争点もそれに付随する証拠や証言もいちいち吟味してたらきりがないほど盛大に存在する。
シロートがどうこうできるレベルじゃない。
ごめんなさい。これについてはっきりしたことをいうのは無理です。
軍事板常見問題(保全隊の件でちょっと評価落ちたけど、やっぱ僕が信頼しているサイトの一つ)にも

                                                                                                              • -

【質問】
南京大虐殺では結局,何人虐殺されたんですか? 諸説入り乱れて良く分からんのですが・・・


 【 序 】
 まず最初に心得ておくべきは,軍事板では南京虐殺ホロコーストについての話題は好まれない,ということである.
 これらは既に戦史の域を離れてプロパガンダの道具と化しており,プロパガンディストの罵り合いに発展し易いからである.
 「アンネの日記」の項でも述べられているように,細かい部分での議論は専門家に任せたほうがよろしい.
 素人が適当に議論の端っこだけつかまえて,討議しようったって,水掛け論の信仰告白にしかなりゃしない.
 もし専門的に討議したいのだったら,BBSで不毛の論争を繰り返すよりも,大学の史学科に入るなど,相応しい場を求めた方がよろしい.
 まあ,人それぞれの人生だが….


 【回答】
 さて,その南京虐殺ですが,「幻」説から「30万人」説まで,外交的意図も絡んで諸説入り乱れており,現在も真相はよく分かっていません.
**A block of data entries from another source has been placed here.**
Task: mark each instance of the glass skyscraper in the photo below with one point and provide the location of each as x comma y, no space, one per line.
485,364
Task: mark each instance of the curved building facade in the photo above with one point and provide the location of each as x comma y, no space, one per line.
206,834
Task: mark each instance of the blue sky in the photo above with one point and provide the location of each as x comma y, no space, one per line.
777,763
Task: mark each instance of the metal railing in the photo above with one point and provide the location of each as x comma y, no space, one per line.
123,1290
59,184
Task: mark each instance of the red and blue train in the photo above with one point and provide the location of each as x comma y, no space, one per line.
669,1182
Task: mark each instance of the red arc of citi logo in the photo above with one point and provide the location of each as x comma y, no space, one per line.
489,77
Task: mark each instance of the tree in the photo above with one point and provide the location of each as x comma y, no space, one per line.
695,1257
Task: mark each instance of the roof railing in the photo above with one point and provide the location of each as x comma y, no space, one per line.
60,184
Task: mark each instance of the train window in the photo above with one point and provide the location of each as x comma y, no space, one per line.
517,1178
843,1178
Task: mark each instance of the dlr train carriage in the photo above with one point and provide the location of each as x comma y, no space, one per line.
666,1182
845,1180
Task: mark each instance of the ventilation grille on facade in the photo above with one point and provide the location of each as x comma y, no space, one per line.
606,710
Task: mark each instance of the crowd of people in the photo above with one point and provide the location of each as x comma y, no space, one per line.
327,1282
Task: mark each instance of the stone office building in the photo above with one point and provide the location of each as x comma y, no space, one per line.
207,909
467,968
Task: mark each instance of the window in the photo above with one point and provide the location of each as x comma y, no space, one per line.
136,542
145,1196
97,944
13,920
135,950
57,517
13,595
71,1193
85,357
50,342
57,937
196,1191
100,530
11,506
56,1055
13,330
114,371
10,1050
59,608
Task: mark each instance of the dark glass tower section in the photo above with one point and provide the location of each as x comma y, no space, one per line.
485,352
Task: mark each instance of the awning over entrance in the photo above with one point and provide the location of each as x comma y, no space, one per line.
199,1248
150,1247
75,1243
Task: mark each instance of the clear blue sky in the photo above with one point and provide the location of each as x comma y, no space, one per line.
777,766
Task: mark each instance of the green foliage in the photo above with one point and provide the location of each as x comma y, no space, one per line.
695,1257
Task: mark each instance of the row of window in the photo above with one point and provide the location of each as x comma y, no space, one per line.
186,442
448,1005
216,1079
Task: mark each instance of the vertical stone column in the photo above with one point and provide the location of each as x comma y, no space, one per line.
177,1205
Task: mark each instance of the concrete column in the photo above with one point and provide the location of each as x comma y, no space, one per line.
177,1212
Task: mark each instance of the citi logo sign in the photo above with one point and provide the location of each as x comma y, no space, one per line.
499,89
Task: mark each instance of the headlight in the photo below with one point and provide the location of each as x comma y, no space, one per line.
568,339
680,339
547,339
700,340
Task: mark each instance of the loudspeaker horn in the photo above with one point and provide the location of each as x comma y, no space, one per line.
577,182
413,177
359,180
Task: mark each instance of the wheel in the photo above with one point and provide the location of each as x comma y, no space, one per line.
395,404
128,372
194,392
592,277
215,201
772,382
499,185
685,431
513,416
 ただし,虐殺否定と30万人説は,完全に否定されているようです.


<捕虜や便衣兵揚子江沿岸に連行して射殺・刺殺した件に関して>


 まず,虐殺否定説では,その論拠である「陸戦ノ法規慣例ニ関スル規則」によって,その殺害は交戦の延長としての戦闘行為,そして,便衣兵は捕虜の資格がないので殺害しても不法殺害にならない,としている点.
 これは,武装解除している捕虜・便衣兵を自己の管理下に置いていながらそれを殺害するのは,戦闘の延長とは言えず,叛乱を起こしていない限り,不法殺害となる.
 また,第一線部隊ではその処断権限はなく,軍法会議あるいは軍律会議の判決により処断すべしと言う,国際的慣習であり,現に上海派遣軍,中支那方面軍,第十軍に軍律会議があるので,勝手に処断できないはず,と言う論旨.


 また,下関付近での包囲撃滅戦,揚子江を船や筏で逃げる兵士を射殺したのは,ハーグ陸戦規則の第23条ハ項を根拠にしているが,これは,「武器を捨てまたは自衛の手段尽きて降を乞える敵を殺傷すること」を禁じており,降伏の意思表示を示さずに逃亡する敵兵はこれに当たらない,としている.


 その人数に関しては,「南京地方法院検察処敵人罪行調査報告」での数値を論拠に,30万人説が打ち出されてはいるが,日本側の証言・史料からは,第9師団歩兵第7連隊の安全区掃討作戦による便衣兵殺害の6,670名,第16師団第33連隊の太平門,下関,獅子山付近の捕虜3,096名の殺害,山田支隊の幕府山付近に於ける捕虜など数千名,第十六師団第30旅団が南京西部地区警備中に捕らえた敗残兵数千名,第114師団第66連隊第一大隊が雨花門外で捕らえた捕虜1,657名をそれぞれ殺害しており,日本側は都合20,000名であり,民間人の死者は,金陵大学のSmythe教授の調査によって(但し,これは推計の範囲を出ないと注記している)南京市部における暴行死者2,400名,江寧県の被殺者9,160名.


 これに加えて,第16師団歩兵第38連隊の捕らえた捕虜7,200名を南京に護送して収容.
 第6歩兵師団歩兵第45連隊第2大隊が5,500名の降伏捕虜を釈放,国崎支隊の歩兵第41連隊が,2,350名の捕虜を武装解除後,釈放.
 また第16師団歩兵第30旅団が2,000名の便衣兵を収容している.
 この何割かが死亡したとしても….


 当時,南京にいたのは,中国軍の南京守備隊は実質兵力10万人弱,民間人は避難民が続出して,残っていたのは15〜30万人.
 30万人説だと,南京に誰もいなくなってしまう訳だが,実際には20万人以上の人がいる.
 従って,差し引き10万人以上であり,その数割は逃亡したか,中国軍に殺害されたか,病死したかしたとすれば,数万人というのが妥当な線…(ちなみに,秦氏は4万人説を唱えている).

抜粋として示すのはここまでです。